Institut Nazareth 1920

Immeuble ancien, de trois étages, avec clocher, bordant une rue.
BAnQ, Collection Félix Barrière.
Jusqu’au milieu du XIXe siècle, cécité et pauvreté sont intrinsèquement liées. D’une part, la pauvreté est le sort réservé à la plupart des aveugles considérés comme inaptes au travail, d’autre part l’extrême indigence est souvent la cause même de la cécité. En effet, le manque d’hygiène, la malnutrition et les accidents de travail, qui sont principalement le lot d’individus de la classe ouvrière, figurent parmi les principales causes de la cécité. Lorsqu’ils ne sont pas pris en charge par leur famille, nombre d’aveugles tentent de survivre en mendiant dans les rues de la ville ou en se convertissant en musiciens ambulants, diseurs de bonne aventure ou colporteurs. En dernier recours, les aveugles peuvent espérer trouver gîte et nourriture à l’Hôpital Général ou à l’Asile de la Providence.

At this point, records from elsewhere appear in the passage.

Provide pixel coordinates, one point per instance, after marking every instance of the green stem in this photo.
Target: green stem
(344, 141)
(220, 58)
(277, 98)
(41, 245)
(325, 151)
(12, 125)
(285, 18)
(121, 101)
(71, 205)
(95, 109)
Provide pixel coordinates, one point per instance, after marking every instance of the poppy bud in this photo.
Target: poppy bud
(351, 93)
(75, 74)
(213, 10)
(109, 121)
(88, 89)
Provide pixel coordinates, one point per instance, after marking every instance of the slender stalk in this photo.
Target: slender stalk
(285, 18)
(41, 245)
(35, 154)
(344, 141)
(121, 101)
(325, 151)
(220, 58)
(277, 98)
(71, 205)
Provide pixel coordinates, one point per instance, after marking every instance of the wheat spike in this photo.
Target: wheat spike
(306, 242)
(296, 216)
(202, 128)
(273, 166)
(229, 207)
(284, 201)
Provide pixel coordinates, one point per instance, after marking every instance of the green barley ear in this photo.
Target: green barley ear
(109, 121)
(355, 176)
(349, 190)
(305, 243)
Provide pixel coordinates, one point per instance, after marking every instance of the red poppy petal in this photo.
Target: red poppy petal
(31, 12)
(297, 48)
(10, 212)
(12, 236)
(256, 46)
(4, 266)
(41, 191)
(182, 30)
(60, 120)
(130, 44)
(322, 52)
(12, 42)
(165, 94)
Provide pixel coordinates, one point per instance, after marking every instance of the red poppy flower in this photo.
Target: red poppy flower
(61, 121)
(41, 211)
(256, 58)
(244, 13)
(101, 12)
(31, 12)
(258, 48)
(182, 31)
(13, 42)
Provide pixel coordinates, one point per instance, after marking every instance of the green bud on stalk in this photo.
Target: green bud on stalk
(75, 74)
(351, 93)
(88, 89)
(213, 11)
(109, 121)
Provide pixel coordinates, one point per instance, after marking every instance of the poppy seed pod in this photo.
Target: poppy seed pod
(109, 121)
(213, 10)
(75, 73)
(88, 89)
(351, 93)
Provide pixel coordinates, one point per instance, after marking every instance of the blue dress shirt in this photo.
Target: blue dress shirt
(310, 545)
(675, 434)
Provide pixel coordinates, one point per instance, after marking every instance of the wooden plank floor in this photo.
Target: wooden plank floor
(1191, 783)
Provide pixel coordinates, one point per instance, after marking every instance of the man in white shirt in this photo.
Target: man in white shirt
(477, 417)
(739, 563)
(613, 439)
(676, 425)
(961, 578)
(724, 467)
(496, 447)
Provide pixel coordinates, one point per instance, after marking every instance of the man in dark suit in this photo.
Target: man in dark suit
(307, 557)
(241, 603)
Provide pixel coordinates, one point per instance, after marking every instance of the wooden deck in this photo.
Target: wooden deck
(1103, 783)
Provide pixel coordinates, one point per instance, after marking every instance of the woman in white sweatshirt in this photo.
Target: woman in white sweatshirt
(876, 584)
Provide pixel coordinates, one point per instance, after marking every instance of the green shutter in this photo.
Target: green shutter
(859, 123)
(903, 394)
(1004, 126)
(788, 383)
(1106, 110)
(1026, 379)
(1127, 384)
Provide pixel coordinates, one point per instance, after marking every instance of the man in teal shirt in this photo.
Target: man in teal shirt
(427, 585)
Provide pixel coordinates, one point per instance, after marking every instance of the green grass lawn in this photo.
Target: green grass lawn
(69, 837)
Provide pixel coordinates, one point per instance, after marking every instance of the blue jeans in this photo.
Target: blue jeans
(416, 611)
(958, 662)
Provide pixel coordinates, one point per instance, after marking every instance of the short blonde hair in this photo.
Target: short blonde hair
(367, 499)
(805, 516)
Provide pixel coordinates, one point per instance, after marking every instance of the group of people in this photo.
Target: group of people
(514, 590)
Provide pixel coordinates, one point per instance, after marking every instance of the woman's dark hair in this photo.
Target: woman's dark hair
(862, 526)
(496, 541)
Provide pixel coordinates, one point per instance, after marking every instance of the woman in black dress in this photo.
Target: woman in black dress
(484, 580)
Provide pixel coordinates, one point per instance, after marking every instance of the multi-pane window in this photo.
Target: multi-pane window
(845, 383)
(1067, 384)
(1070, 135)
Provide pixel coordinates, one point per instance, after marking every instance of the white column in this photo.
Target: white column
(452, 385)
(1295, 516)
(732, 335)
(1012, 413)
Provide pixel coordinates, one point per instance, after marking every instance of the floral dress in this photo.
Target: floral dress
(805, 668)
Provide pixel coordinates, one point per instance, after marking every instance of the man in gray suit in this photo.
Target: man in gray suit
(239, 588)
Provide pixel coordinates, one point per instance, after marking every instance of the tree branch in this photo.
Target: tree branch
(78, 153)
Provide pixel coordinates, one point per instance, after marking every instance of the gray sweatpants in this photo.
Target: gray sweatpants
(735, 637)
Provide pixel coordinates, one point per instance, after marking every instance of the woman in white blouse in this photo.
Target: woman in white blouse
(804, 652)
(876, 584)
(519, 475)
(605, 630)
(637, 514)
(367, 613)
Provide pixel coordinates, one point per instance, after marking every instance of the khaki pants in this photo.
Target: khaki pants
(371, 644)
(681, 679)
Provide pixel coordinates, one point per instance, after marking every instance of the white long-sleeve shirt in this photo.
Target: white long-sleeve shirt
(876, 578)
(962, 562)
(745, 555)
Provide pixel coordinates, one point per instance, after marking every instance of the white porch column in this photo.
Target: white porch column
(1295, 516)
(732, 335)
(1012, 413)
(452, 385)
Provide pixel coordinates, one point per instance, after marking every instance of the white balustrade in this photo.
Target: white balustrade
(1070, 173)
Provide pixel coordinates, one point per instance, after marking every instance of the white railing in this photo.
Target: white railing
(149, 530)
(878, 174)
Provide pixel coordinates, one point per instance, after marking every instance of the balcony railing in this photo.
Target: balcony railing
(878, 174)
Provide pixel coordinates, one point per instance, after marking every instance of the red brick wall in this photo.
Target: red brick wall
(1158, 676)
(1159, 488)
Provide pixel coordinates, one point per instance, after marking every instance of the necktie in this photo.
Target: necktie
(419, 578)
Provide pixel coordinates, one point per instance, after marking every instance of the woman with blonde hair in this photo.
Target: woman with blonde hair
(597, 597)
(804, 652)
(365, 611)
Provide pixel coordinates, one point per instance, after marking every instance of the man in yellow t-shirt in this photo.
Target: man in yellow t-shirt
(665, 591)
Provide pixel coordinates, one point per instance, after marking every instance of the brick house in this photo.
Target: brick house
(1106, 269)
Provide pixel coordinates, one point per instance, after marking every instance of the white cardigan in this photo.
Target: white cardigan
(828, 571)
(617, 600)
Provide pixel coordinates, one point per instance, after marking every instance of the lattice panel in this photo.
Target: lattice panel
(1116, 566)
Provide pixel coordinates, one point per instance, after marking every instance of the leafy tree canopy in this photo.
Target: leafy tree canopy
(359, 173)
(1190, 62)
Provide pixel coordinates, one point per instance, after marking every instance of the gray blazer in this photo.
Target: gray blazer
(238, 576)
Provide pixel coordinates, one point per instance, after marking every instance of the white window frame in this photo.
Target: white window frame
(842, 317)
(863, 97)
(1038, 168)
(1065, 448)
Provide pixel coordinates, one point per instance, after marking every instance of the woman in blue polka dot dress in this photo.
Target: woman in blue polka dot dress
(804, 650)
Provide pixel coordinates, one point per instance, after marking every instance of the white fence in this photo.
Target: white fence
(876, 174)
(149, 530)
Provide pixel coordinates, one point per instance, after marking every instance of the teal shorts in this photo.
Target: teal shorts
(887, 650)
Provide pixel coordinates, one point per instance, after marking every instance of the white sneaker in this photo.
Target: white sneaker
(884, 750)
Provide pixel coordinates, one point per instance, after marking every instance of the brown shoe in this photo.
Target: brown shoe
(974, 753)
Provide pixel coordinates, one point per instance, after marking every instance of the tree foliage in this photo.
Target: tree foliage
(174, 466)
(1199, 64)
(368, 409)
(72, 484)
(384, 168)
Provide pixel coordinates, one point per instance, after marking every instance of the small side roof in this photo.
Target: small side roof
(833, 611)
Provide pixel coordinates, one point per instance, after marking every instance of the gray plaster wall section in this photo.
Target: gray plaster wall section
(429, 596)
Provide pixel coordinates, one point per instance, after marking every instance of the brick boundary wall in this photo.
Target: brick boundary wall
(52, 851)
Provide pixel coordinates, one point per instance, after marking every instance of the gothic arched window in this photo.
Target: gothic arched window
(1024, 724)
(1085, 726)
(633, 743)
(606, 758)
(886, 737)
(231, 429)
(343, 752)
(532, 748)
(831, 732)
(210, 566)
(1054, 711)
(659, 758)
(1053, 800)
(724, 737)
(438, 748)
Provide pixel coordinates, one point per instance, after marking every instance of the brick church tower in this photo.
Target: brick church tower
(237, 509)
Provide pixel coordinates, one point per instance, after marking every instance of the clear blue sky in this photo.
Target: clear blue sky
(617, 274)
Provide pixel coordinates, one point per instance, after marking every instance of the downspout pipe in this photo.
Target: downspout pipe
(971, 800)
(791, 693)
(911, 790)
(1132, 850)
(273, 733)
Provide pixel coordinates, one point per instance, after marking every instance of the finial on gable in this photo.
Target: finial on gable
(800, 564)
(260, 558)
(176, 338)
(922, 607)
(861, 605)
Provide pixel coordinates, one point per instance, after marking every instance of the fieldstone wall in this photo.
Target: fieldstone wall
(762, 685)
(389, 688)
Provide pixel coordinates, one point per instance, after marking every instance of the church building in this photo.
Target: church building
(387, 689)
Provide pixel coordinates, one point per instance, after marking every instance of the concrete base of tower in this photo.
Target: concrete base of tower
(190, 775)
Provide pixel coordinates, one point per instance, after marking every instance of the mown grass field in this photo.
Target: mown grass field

La création d’un premier asile pour aveugles sera l’initiative du père Benjamin-Victor Rousselot. Originaire de France et ayant lui-même des problèmes visuels, il s’inspire de l’Institution des aveugles de Paris pour fonder en 1858 une première salle d’asile dans un local de l’hospice Saint-Joseph de Montréal. Ce premier asile n’est alors pas réservé spécifiquement aux aveugles, mais offre divers secours aux démunis du quartier Saint-Antoine. Trois ans plus tard, Rousselot sollicite les Sœurs grises pour ouvrir un nouvel établissement, sur un vaste terrain situé sur la rue Sainte-Catherine, entre les rues Saint-Urbain et Jeanne-Mance. Ce nouvel édifice portera d’abord le nom d’Asile Nazareth.

Une institution pionnière

Atelier Nazareth

Grand immeuble d’un seul étage, avec arches vitrées au-dessus des portes. Des voitures anciennes sont stationnées devant
BAnQ. Collection Félix Barrière.
C’est en mars 1862 que l’Asile accueille un premier pensionnaire aveugle. Rapidement, la prise en charge et l’éducation des aveugles deviennent les principaux services offerts par l’établissement. En 1869, on inaugure un bâtiment avec chapelle réservé aux aveugles, œuvre de Victor Bourgeau, un des architectes de la basilique Notre-Dame. La décoration intérieure de la chapelle est quant à elle confiée à l’artiste Napoléon Bourassa. Derrière la chapelle, on trouve des jardins aux plates-bandes fleuries, des arbres fruitiers et un potager.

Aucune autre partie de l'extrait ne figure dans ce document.